Le groupe pointe aussi les violences que commettraient sur les détenus des surveillants pénitentiaires et menace les agents de plusieurs établissements, notamment celui d’Aix-Luynes. Ses administrateurs n’ont pas répondu à nos sollicitations.
« Les surveillants ne font que leur travail, ni plus ni moins. On applique la réglementation », répond à 20 Minutes le représentant local du syndicat FO-Justice. « Le moral des collègues est à zéro, ils se sentent très peu soutenus. Même si la police surveille désormais les entrées, il y a un sentiment d’insécurité qui s’est installé car les agents craignent d’être visés à l’extérieur. On attend des mesures fortes de notre administration, qui n’a pas pris conscience que la nouvelle génération est devenue très dangereuse, poursuit-il. J’attends comme tout le monde les résultats de l’enquête, en espérant qu’elle sera résolue le plus rapidement possible car les agents sont dans la tourmente. Si ça continue comme ça, il y a aura peut-être des blocages. »
« De pressions importantes de la part du milieu »
Chez les trafiquants, les armes parlent en général pour se venger ou pour prendre un point de deal. Les motivations du crime organisé sont pécuniaires, et pas vraiment politiques. Pourrait-il vraiment s’attaquer aux prisons pour en dénoncer les conditions d’incarcération ? « On peut imaginer que c’est une réaction aux prisons de haute sécurité, on voit bien que ça ne plaît pas. Mais c’est un peu bizarre qu’il y ait des mouvements concertés comme ça. Cela ferait penser à des choses qu’on peut voir au Mexique par exemple, avec des actions de représailles visant les forces de l’ordre. Ce serait un peu une première en France », explique à 20 Minutes le journaliste Brendan Kemmet, auteur de plusieurs livres sur des figures du banditisme.
« Cela peut-être aussi un mouvement d’humeur, de défi, plus ou moins concerté sur les réseaux sociaux », poursuit Brendan Kemmet.

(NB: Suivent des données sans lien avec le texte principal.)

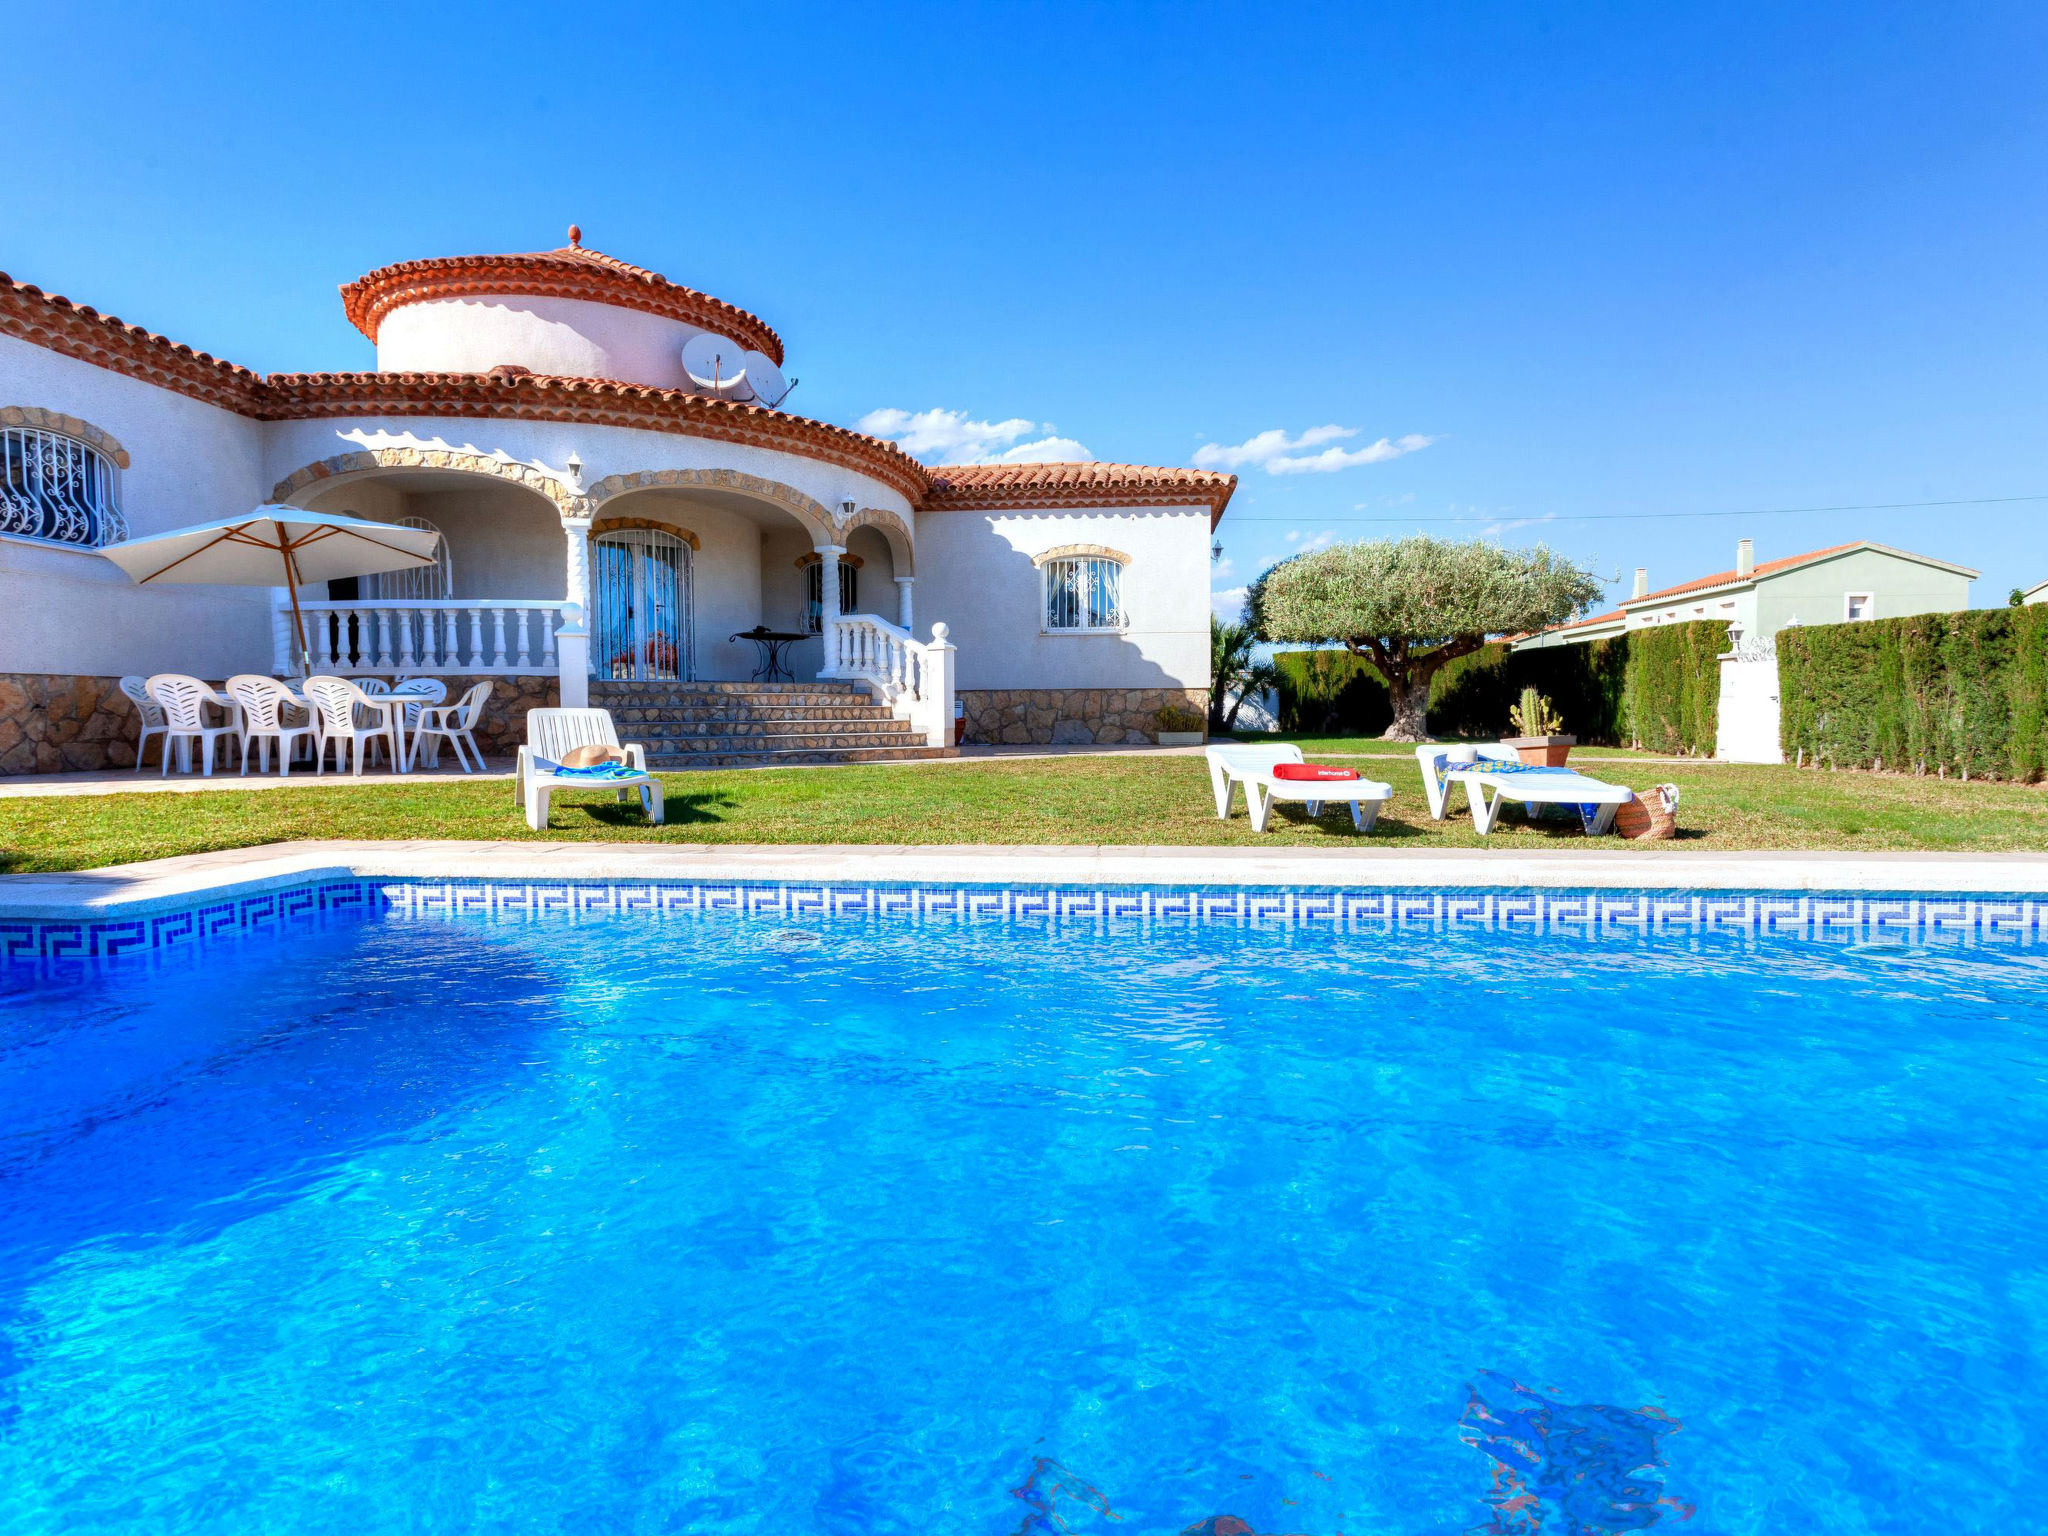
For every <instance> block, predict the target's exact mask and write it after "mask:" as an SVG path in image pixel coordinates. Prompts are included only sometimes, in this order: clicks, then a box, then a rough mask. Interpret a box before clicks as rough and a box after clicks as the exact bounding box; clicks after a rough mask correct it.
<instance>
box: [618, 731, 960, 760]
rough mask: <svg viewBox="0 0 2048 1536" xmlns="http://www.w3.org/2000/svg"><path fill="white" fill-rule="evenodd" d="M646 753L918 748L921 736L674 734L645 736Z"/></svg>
mask: <svg viewBox="0 0 2048 1536" xmlns="http://www.w3.org/2000/svg"><path fill="white" fill-rule="evenodd" d="M641 745H645V748H647V756H649V758H655V756H664V758H682V756H686V758H698V756H702V754H707V752H899V750H903V748H922V745H924V739H922V737H915V735H911V733H909V731H901V733H895V735H827V733H819V731H776V733H772V735H723V737H715V735H678V737H670V739H666V741H662V739H647V741H643V743H641Z"/></svg>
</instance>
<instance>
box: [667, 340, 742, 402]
mask: <svg viewBox="0 0 2048 1536" xmlns="http://www.w3.org/2000/svg"><path fill="white" fill-rule="evenodd" d="M682 371H684V373H688V375H690V383H694V385H696V387H698V389H702V391H707V393H713V395H719V397H721V399H752V397H754V389H752V387H750V385H748V350H745V348H743V346H741V344H739V342H733V340H727V338H725V336H717V334H713V332H709V330H707V332H700V334H696V336H692V338H690V340H688V342H684V344H682Z"/></svg>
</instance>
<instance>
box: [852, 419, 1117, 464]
mask: <svg viewBox="0 0 2048 1536" xmlns="http://www.w3.org/2000/svg"><path fill="white" fill-rule="evenodd" d="M854 428H856V430H860V432H866V434H870V436H879V438H889V440H893V442H895V444H897V446H899V449H903V453H907V455H911V457H915V459H924V461H926V463H928V465H1049V463H1094V459H1096V455H1092V453H1090V451H1087V449H1085V446H1081V444H1079V442H1075V440H1073V438H1063V436H1055V434H1053V424H1051V422H1032V420H1028V418H1024V416H1012V418H1010V420H1004V422H977V420H973V418H969V416H967V412H948V410H928V412H903V410H895V408H889V410H879V412H868V414H866V416H862V418H860V420H858V422H854ZM1032 432H1044V434H1047V436H1040V438H1032V440H1030V442H1020V440H1018V438H1024V436H1028V434H1032Z"/></svg>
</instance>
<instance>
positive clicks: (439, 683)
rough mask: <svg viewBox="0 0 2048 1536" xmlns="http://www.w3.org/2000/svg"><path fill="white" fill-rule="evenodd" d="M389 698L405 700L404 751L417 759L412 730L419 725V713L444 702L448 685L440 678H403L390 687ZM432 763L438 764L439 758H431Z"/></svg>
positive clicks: (409, 765)
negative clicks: (396, 698)
mask: <svg viewBox="0 0 2048 1536" xmlns="http://www.w3.org/2000/svg"><path fill="white" fill-rule="evenodd" d="M389 696H391V698H403V700H406V741H408V748H406V750H408V752H410V754H412V756H414V758H418V756H420V743H418V741H414V729H416V727H418V725H420V711H424V709H426V707H428V705H442V702H446V698H449V684H444V682H442V680H440V678H403V680H401V682H397V684H393V686H391V694H389ZM434 745H436V750H438V745H440V743H438V741H436V743H434ZM432 762H440V758H438V756H436V758H432ZM408 766H410V764H408Z"/></svg>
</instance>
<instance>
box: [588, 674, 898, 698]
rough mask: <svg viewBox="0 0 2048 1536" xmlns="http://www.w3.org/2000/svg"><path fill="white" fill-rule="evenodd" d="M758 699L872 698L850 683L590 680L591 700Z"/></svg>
mask: <svg viewBox="0 0 2048 1536" xmlns="http://www.w3.org/2000/svg"><path fill="white" fill-rule="evenodd" d="M733 694H737V696H754V694H758V696H762V698H815V696H827V694H829V696H838V698H844V696H852V694H858V696H860V698H872V694H870V692H868V690H866V688H862V686H858V684H852V682H606V680H600V678H592V680H590V696H592V698H629V696H633V698H723V696H733Z"/></svg>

Il n’exclut pas non plus, dans certains cas, un « phénomène de mimétisme, de surenchère, comme cela existe entre certains quartiers avec les voitures qui brûlent lors du Nouvel An ». « Mais c’est vrai que le monde pénitentiaire fait l’objet de pressions importantes de la part du milieu, souligne-t-il. On l’a vu avec les menaces de morts proférées contre des responsables de la prison des Beaumettes. »
« On ne peut pas exclure d’autres hypothèses »
« Si Gérald Darmanin a raison, il trouve là une justification très forte à son positionnement politique et à sa posture, affirme de son côté à 20 Minutes le journaliste Frédéric Ploquin *. Parce que si des voyous attaquent des prisons dans toute la France par rapport aux mesures qu’il a prises, d’une certaine manière, ça le conforte. Ça veut dire qu’il ne s’est pas trompé et qu’il est vraiment en train d’imaginer une prison qui va empêcher des trafiquants de stupéfiants de continuer à faire leur business depuis leurs cellules. »
« On ne peut pas exclure d’autres hypothèses », insiste Frédéric Ploquin qui appelle à être « hyperprudents ». Les enquêteurs n’écartent pas la piste d’une manipulation venue de l’étranger. « Dans tous les cas, c’est une affaire importante », souligne le journaliste. Qui se demande : « pourquoi les services de renseignement n’ont pas vu venir cette opération ? ».
* « Braqueur, mercenaire, aventurier, de l’OAS au grand banditisme », de Jean-Louis Rizza avec Frédéric Ploquin, sorti le 26 mars 2025, éditions du Nouveau Monde, 288 pages, 20,90 euros.